L'avviso pubblico per il finanziamento di interventi di recupero, restauro e valorizzazione di beni culturali immobili e mobili di interesse artistico e storico esclude quelli di proprietà delle ex Comunità Montane

Il presidente della seconda commissione del Consiglio regionale, Pino Lonigro, ha inoltrato una interrogazione urgente all’assessore al Turismo e Cultura, Giovanni Liviano, chiedendo la sospensione dell’avviso pubblico per il finanziamento di interventi di recupero, restauro e valorizzazione di beni culturali immobili e mobili di interesse artistico e storico. Tanto, fa notare Lonigro, al fine di trovare una soluzione che consenta di estendere il bando anche agli immobili di notevole interesse artistico e storico già di proprietà delle disciolte Comunità Montane.

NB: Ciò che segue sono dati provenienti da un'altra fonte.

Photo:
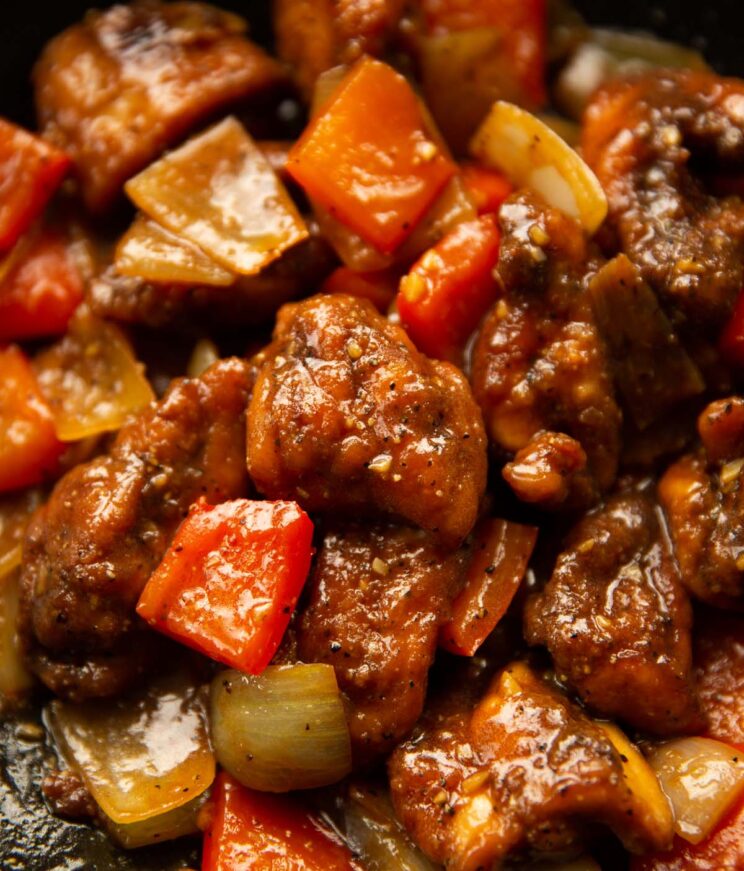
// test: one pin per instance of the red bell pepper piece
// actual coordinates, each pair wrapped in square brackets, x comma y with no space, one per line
[254,831]
[368,158]
[230,580]
[523,24]
[449,289]
[722,850]
[487,187]
[41,291]
[731,342]
[29,447]
[501,551]
[378,287]
[30,172]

Queste le parole di Pino Lonigro . “L’intervento dell’assessore Liviano è necessario per eliminare una grave ingiustizia. Importanti immobili storici e artistici non possono partecipare alla gara perché non si non si è ancora concluso per lungaggini burocratiche l’iter amministrativo, previsto dalle leggi regionali, del trasferimento della proprietà dalle Comunità agli enti locali.

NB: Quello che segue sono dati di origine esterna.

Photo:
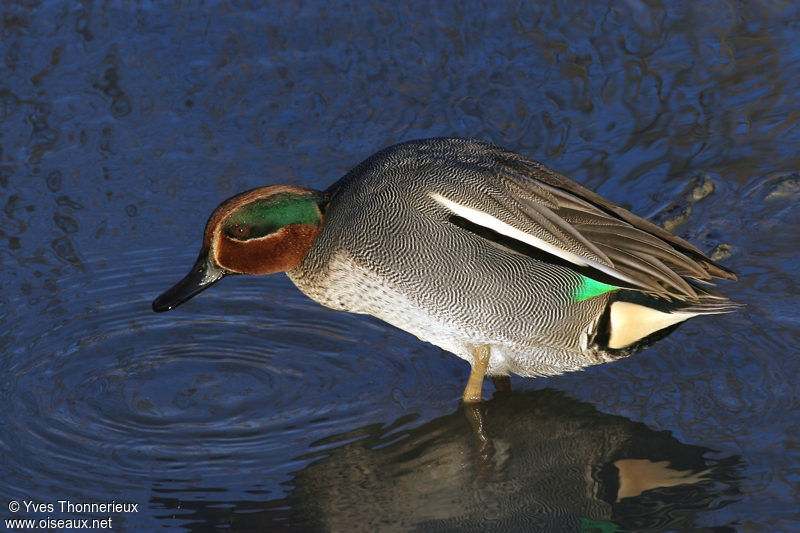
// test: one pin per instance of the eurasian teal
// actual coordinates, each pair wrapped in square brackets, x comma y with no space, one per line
[473,248]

Aggiunge il consigliere regionale di ‘Noi a Sinistra per la Puglia’ : Un caso eclatante è costituito dal “Palazzo della Bella”, a Vico del Gargano, di proprietà dell’ormai disciolta ‘Comunità Montana del Gargano’. Un immobile di notevole importanza artistico-culturale, facente parte da sempre del patrimonio culturale e artistico della cittadina garganica. E’ uno dei monumenti più interessanti di Vico, di notevole interesse storico, che ha ospitato di recente il set di una fiction che sarà trasmessa da Rai Uno per la regia di Michele Soavi”

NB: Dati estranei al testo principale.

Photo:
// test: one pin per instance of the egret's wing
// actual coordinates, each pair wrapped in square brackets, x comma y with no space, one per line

Lonigro conclude : “Il monumento ha bisogno d’essere restaurato, valorizzato e restituito alla comunità garganica e ai tanti turisti che affollano d’estate la ridente cittadina. Per questo chiedo all’assessore di trovare una soluzione affinché monumenti come quello di Vico del Gargano abbiano una chance di finanziamento per la valorizzazione. L’intero territorio garganico non potrà che avere ricadute positive, in termini di cultura, turismo e immagine”.